In this project, I will be processing text with a RNN in a 2x2 experimental design. The experiment design uses the train and test pattern with 50 epochs and a batch size of 100 and Adam Otimizer. Two word vector embeddings - glove.6B.50d.txt and glove.6B.100d.txt, were used along with two vocabulary sizes to create the following 2x2 experimental design:

1. 10000 words with glove50d
2. 20000 words with glove50d
3. 10000 words with glove100d
4. 20000 words with glove100d

As the optional experiment, I used AdaDelta optimizer with 10000 and 20000 words from glove100d vector embedding, as Adam Optimizer had higher performance for this vector embedding.

<b>Management Problem:</b>
How would you advise senior management?
Based on the results of this experiment, I would advise senior management to use a RNN Model having glove.6B.100d.txt embedding vector and Adam Optimizer. This model will be trained on existing customer feedback with a batch size of 100 taking 50 epochs. Using this training the model can identify the negative customer feelings. To reduce the processing time required by the model, we need to use the pretrained word vectors as a whole or just the subset. In the model that produces better results, we have used a subset of 20000 word vectors.

## Importing the required packages

In [1]:
from __future__ import absolute_import
from __future__ import division
from __future__ import print_function

import numpy as np
import pandas as pd

import os  # operating system functions
import os.path  # for manipulation of file path names

import re  # regular expressions

from collections import defaultdict

import nltk
from nltk.tokenize import TreebankWordTokenizer

import tensorflow as tf

# Scikit Learn for random splitting of the data  
from sklearn.model_selection import train_test_split

# Setting seed for reproducible results
RANDOM_SEED = 9999

# To remove all future warnings
import warnings
warnings.simplefilter(action='ignore', category=FutureWarning)

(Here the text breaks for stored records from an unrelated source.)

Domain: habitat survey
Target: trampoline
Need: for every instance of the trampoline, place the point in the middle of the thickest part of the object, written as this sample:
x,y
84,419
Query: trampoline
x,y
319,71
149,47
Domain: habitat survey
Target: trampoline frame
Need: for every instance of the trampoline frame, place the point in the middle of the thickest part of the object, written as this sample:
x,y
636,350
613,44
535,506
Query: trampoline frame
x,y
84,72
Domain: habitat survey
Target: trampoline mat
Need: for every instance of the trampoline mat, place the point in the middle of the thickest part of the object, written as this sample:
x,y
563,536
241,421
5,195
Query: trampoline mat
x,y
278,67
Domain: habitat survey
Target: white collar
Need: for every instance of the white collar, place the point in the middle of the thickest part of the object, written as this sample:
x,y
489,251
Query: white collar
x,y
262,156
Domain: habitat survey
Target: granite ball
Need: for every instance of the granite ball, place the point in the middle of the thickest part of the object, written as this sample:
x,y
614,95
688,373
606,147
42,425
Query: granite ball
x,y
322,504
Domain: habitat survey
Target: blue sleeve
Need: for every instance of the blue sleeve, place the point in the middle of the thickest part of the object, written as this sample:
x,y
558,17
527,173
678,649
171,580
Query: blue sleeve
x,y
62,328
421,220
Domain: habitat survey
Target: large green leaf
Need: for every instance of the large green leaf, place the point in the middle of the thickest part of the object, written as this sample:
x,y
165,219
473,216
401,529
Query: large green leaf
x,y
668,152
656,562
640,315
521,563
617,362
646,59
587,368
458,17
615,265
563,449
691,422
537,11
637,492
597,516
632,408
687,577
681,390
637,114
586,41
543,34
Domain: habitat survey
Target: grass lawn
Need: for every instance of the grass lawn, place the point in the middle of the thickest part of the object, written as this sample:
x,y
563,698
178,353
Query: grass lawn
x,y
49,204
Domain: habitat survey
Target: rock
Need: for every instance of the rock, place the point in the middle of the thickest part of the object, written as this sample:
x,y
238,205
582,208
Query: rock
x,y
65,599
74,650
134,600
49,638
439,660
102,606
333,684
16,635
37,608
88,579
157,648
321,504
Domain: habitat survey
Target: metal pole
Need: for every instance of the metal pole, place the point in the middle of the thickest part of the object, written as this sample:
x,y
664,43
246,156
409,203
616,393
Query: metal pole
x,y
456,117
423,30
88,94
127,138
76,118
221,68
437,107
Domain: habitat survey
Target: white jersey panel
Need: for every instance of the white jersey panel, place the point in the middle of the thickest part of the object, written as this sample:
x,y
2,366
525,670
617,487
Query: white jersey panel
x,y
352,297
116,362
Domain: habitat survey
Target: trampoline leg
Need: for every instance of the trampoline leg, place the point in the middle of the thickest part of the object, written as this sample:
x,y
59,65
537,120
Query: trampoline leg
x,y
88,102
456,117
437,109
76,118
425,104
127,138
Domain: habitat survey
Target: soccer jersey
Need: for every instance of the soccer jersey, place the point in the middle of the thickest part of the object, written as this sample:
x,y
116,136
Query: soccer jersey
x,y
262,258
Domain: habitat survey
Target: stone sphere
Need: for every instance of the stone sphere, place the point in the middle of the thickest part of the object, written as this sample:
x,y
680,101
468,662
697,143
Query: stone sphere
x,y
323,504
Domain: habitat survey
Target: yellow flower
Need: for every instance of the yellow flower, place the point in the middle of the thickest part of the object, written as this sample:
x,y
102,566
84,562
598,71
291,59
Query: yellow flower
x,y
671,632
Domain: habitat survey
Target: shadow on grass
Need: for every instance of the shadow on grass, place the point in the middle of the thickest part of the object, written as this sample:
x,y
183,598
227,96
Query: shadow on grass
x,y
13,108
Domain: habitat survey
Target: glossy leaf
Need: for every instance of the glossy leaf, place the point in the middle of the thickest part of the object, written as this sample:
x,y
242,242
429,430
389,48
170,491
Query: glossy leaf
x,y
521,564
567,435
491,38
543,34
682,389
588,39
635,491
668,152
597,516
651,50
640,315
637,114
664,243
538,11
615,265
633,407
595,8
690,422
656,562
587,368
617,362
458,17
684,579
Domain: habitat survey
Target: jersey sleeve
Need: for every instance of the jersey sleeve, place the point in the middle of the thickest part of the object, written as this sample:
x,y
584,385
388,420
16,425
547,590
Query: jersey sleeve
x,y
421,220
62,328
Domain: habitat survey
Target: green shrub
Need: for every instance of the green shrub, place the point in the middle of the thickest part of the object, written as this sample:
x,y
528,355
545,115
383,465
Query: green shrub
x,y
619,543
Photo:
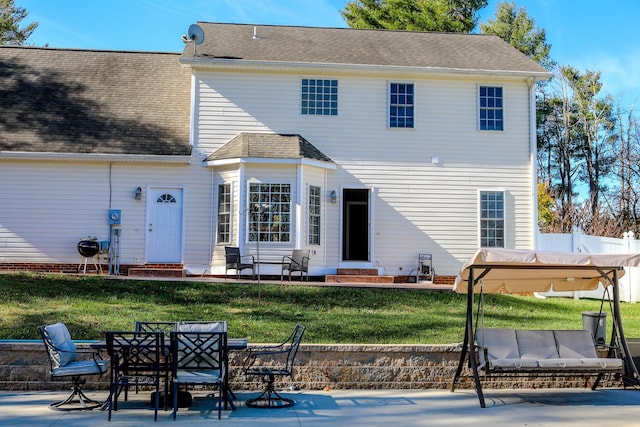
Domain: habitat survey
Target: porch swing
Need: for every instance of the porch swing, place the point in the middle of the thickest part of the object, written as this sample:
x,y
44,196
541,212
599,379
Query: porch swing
x,y
515,352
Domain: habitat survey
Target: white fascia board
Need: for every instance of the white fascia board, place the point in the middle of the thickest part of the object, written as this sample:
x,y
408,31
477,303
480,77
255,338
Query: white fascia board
x,y
90,157
234,64
264,160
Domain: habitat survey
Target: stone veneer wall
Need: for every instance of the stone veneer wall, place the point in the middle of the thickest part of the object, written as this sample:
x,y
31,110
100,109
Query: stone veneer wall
x,y
24,366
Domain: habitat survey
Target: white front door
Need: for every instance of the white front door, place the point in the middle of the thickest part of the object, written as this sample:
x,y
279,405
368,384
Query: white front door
x,y
164,225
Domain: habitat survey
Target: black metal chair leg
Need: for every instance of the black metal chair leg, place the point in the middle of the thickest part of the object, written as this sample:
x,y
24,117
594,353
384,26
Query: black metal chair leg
x,y
270,398
77,400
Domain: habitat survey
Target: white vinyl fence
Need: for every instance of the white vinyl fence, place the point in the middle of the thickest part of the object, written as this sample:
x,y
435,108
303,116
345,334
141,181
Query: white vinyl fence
x,y
577,242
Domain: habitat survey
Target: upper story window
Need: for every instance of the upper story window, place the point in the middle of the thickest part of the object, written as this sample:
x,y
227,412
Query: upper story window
x,y
270,212
314,215
319,97
401,107
492,219
224,213
491,108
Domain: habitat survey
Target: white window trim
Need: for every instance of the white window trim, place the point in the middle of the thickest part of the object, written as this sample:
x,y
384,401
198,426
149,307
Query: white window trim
x,y
246,208
320,215
504,215
504,107
231,210
318,115
415,101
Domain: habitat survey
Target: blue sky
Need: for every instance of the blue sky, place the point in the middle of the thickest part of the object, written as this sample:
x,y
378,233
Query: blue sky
x,y
588,34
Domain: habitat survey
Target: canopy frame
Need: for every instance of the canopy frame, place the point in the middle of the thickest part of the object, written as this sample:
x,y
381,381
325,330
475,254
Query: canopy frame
x,y
477,270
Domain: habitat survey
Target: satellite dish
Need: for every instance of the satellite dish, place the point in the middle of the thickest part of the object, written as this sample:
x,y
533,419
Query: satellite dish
x,y
195,34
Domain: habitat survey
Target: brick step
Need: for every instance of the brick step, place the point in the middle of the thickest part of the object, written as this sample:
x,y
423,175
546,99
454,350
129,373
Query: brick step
x,y
353,278
157,272
357,271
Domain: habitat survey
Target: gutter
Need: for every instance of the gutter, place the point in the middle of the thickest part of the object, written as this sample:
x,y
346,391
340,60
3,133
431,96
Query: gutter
x,y
91,157
235,64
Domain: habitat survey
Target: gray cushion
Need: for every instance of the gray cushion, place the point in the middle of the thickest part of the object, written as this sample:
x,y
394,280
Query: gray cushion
x,y
602,363
201,327
81,367
575,344
500,343
513,363
61,339
537,345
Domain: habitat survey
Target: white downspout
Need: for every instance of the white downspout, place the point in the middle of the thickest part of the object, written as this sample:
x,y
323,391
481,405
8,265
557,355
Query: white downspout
x,y
533,149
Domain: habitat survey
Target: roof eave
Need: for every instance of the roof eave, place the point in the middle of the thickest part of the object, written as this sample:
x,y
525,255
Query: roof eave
x,y
92,157
265,160
235,64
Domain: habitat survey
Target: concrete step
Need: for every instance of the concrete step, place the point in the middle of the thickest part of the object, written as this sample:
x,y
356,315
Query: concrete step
x,y
157,272
357,271
354,278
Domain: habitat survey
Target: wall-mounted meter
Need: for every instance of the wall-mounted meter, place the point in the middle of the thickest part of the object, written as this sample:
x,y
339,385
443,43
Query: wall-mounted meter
x,y
115,216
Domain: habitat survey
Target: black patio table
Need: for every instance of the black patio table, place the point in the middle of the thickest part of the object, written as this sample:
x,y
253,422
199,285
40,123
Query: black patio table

# To make output stable across runs
def reset_graph(seed= RANDOM_SEED):
    tf.reset_default_graph()
    tf.set_random_seed(seed)
    np.random.seed(seed)
    
# Setting the embeddings directory
embeddings_directory = 'embeddings/gloVe.6B'

## Functions for Importing Embeddings

In [2]:
# A Function to create word dictionary with or without indexes.
# It takes the embeddings file name and an flag
# to check if indexes are needed.

def load_embedding_from_disks(embeddings_filename, with_indexes=True):
    """
    Read a embeddings txt file. If `with_indexes=True`, 
    we return a tuple of two dictionnaries
    `(word_to_index_dict, index_to_embedding_array)`, 
    otherwise we return only a direct 
    `word_to_embedding_dict` dictionnary mapping 
    from a string to a numpy array.
    """
    if with_indexes:
        word_to_index_dict = dict()
        index_to_embedding_array = []
  
    else:
        word_to_embedding_dict = dict()

    with open(embeddings_filename, 'r', encoding='utf-8') as embeddings_file:
        for (i, line) in enumerate(embeddings_file):

            split = line.split(' ')

            word = split[0]

            representation = split[1:]
            representation = np.array(
                [float(val) for val in representation]
            )

            if with_indexes:
                word_to_index_dict[word] = i
                index_to_embedding_array.append(representation)
            else:
                word_to_embedding_dict[word] = representation

    # Empty representation for unknown words.
    _WORD_NOT_FOUND = [0.0] * len(representation)
    if with_indexes:
        _LAST_INDEX = i + 1
        word_to_index_dict = defaultdict(
            lambda: _LAST_INDEX, word_to_index_dict)
        index_to_embedding_array = np.array(
            index_to_embedding_array + [_WORD_NOT_FOUND])
        return word_to_index_dict, index_to_embedding_array
    else:
        word_to_embedding_dict = defaultdict(lambda: _WORD_NOT_FOUND)
        return word_to_embedding_dict

In [3]:
def get_embeddings(filename):
    # Getting the embeddings
    embeddings_filename = os.path.join(embeddings_directory, filename)
    
    # Loading the embeddings
    print('\nLoading embeddings from', embeddings_filename)
    word_to_index, index_to_embedding = \
        load_embedding_from_disks(embeddings_filename, with_indexes=True)
    print("Embedding loaded from disks.")
    
    # Getting the vocab size and embedding dimensions
    embedding_dim = index_to_embedding.shape[1]
    print("Embedding is of shape: {}".format(index_to_embedding.shape))
    return word_to_index, index_to_embedding, embedding_dim

## Creating utility functions to generate limited indexes and smaller vocab lists for the two different vocabulary sizes and data preparation.

In [4]:
# Function to create smaller vocab lists based on vocabulary size.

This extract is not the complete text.